Evaporation Causes Cooling

Evaporation is a cooling process because when a liquid turns to a gas, it requires more energy, which it must obtain from its surroundings. The energy is in the form of heat, and as the heat energy evaporates, the surroundings cool. Evaporation replenishes the humidity of the air, mostly from the seas and plants. It is a crucial aspect of the energy exchange in the Earth-atmosphere system that causes atmospheric motion and, as a result, weather and climate. When certain molecules in a water mass get enough kinetic energy to eject themselves from the water surface, they move water between the Earth’s surface and the atmosphere.

What is Evaporation?

Evaporation is the process by which a liquid turns into vapour before reaching its boiling point (or temperature). 

Liquid molecules are always in random motion and collide with one another, gaining kinetic energy from the collisions. Some of them are now so energised that they leave the liquid, transform into gas, and escape. As a result, we can see that the process of evaporation does not require a boiling point to occur. It can happen at temperatures much lower than the liquid’s boiling point.

How does Evaporation Cause Cooling?

Evaporation is responsible for natural cooling. The fundamental idea is that for matter to change state, it must either receive or lose energy. When matter molecules transition from liquid to gas, they need energy to overcome their potential energy via kinetic energy. As a result, energy from its surroundings is absorbed by the liquid.

When energy is transferred, the temperature of the material rises or falls depending on whether the energy is transferred from the substance to the surrounding environment or vice versa. During evaporation, the temperature of the material rises until the boiling point is reached, but no visible heat transfer occurs.

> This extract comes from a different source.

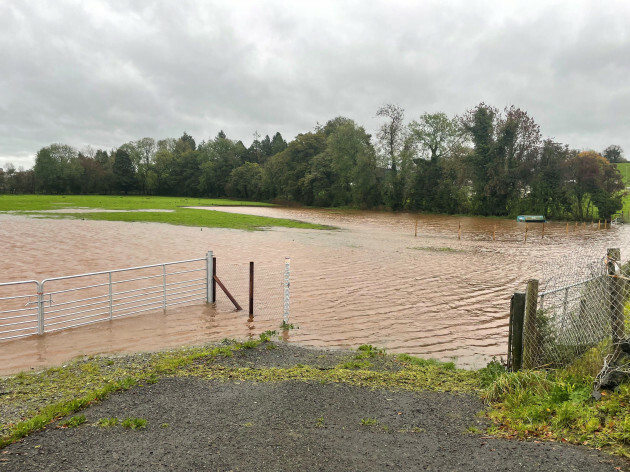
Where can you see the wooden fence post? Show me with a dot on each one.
(615, 285)
(515, 339)
(531, 335)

The material’s molecules constantly absorb heat energy from their surroundings, cooling them until they reach boiling point, at which point they begin to separate from the liquid and transform into vapour. Because there is no temperature difference until the evaporation process is complete, i.e. the entire liquid is transformed into vapour, the energy required for this phase change is referred to as the latent heat of evaporation, implying that this heat will not affect the temperature reading on a thermometer.

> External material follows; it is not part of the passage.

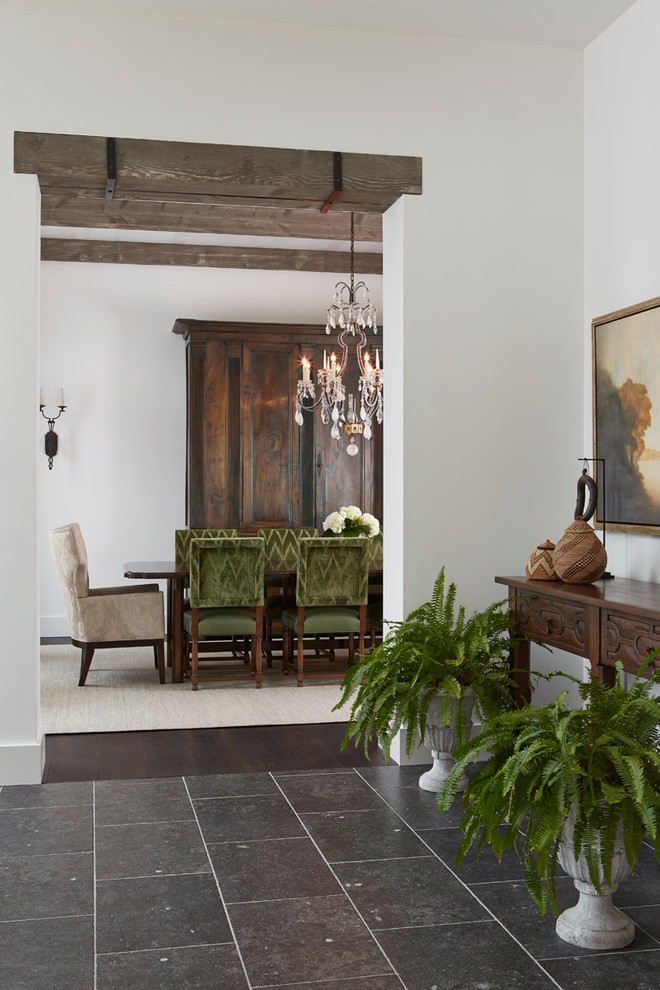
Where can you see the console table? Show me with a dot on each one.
(617, 619)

Evaporative Cooling Applications:

• When we wave our hands around with some spirit or petrol on the backs of our hands, the spirit quickly evaporates and our hands become extremely cold. This is because spirit requires latent vaporisation heat to transition from a liquid to a vaporised state. This dormant vaporising energy is yanked from our grasp by the spirit. The hand loses heat and begins to cool.

• During the hot summer months, water is frequently kept cool in a clay pot known as a picture or a Matka. Water is usually kept in an earthen pot known as a pitcher or Matka to keep cool on hot summer days. The earthen pot’s walls are riddled with a plethora of extremely small pores, or holes. Some water is constantly passing through these pores to the outside of the pot. This water constantly evaporates, absorbing the latent heat required for vaporisation from the clay pot and the remaining water. As a result, the remaining water loses heat and cools. This is also an example of evaporation-induced cooling.It should be noted that none of the water on the planet evaporates due to the high value of the latent heat of water evaporation.

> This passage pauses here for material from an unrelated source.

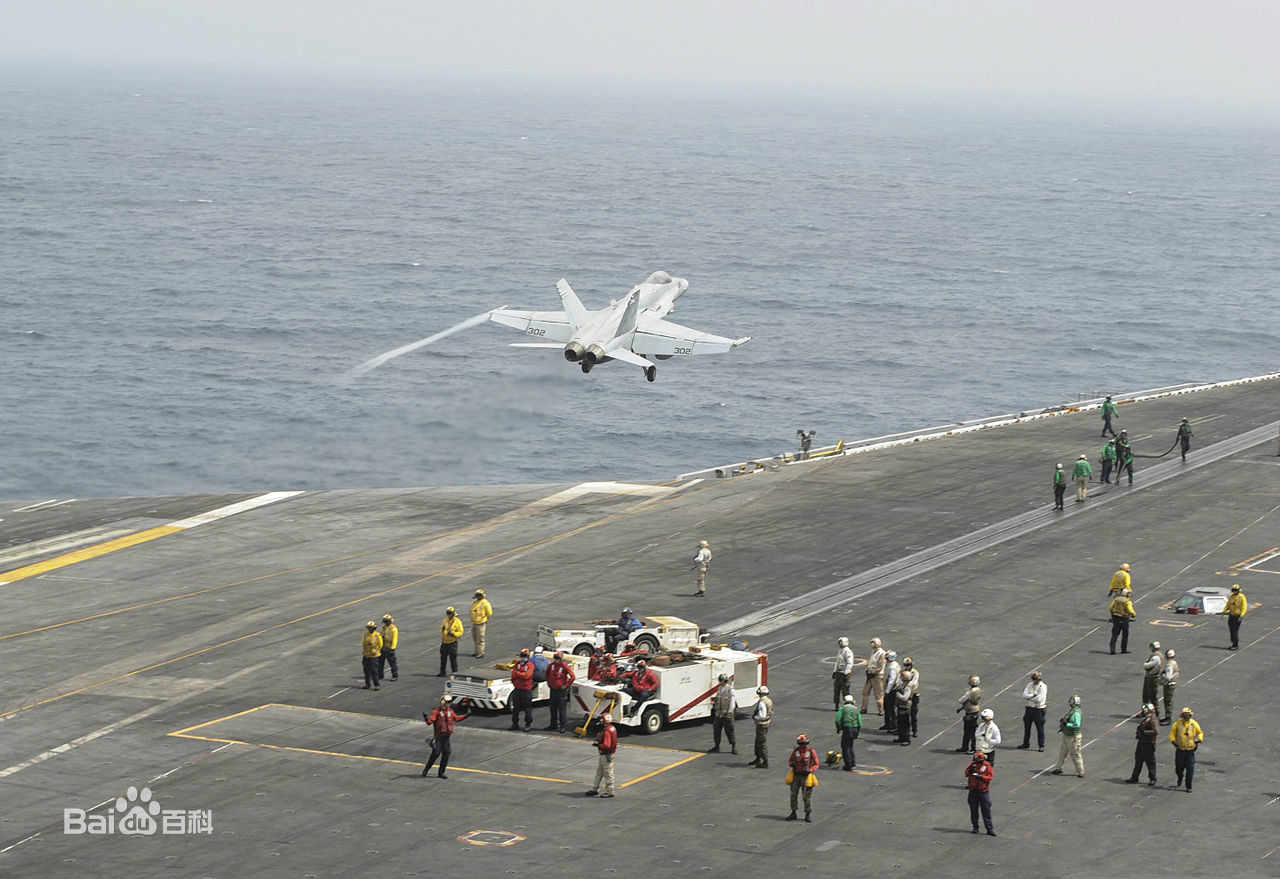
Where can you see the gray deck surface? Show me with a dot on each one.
(220, 665)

• Many people, particularly in villages, sprinkle water on the ground in front of their homes during the hot summer evenings. This water evaporates by removing the ground’s and surrounding air’s high latent heat of evaporation. It becomes chilly and comfortable after the heat is removed from the area. The water that evaporates from the leaves of trees acts in the same way to cool the surrounding air.

• Perspiration, also known as sweating, is our bodies’ mechanism for maintaining a constant temperature. Our sweat glands release moisture or perspiration on our bodies when our body temperature rises too high on a hot day or after engaging in strenuous exercise. Our bodies absorb the vaporising latent heat as perspiration evaporates. This helps to keep our bodies cool.

• Because it works on the evaporation principle, a desert cooler keeps you cool on a hot and dry day. On a hot day, the higher the temperature, the slower the rate of water evaporation, and the lower the temperature, the faster the rate of water evaporation. A desert cooler cools better on a hot and dry day due to the higher rate of water evaporation.

• Humans can drink hot tea from a saucer faster than they can from a cup, which is a well-known fact. The phenomenon of evaporation-induced cooling explains this. The surface area of the saucer is quite large. Hot tea evaporates more quickly due to the large surface area of the saucer. This rapid evaporation cools the hot tea more quickly, making it more drinkable.

Conclusion

Evaporation replenishes the humidity of the air, mostly from the seas and plants. It is a crucial aspect of the energy exchange in the Earth-atmosphere system that causes atmospheric motion and, as a result, weather and climate. When energy is transferred, the temperature of the material rises or falls depending on whether the energy is transferred from the substance to the surrounding environment or vice versa. Because there is no temperature difference until the evaporation process is complete, i.e. the entire liquid is transformed into vapour, the energy required for this phase change is referred to as the latent heat of evaporation, implying that this heat will not affect the temperature reading on a thermometer.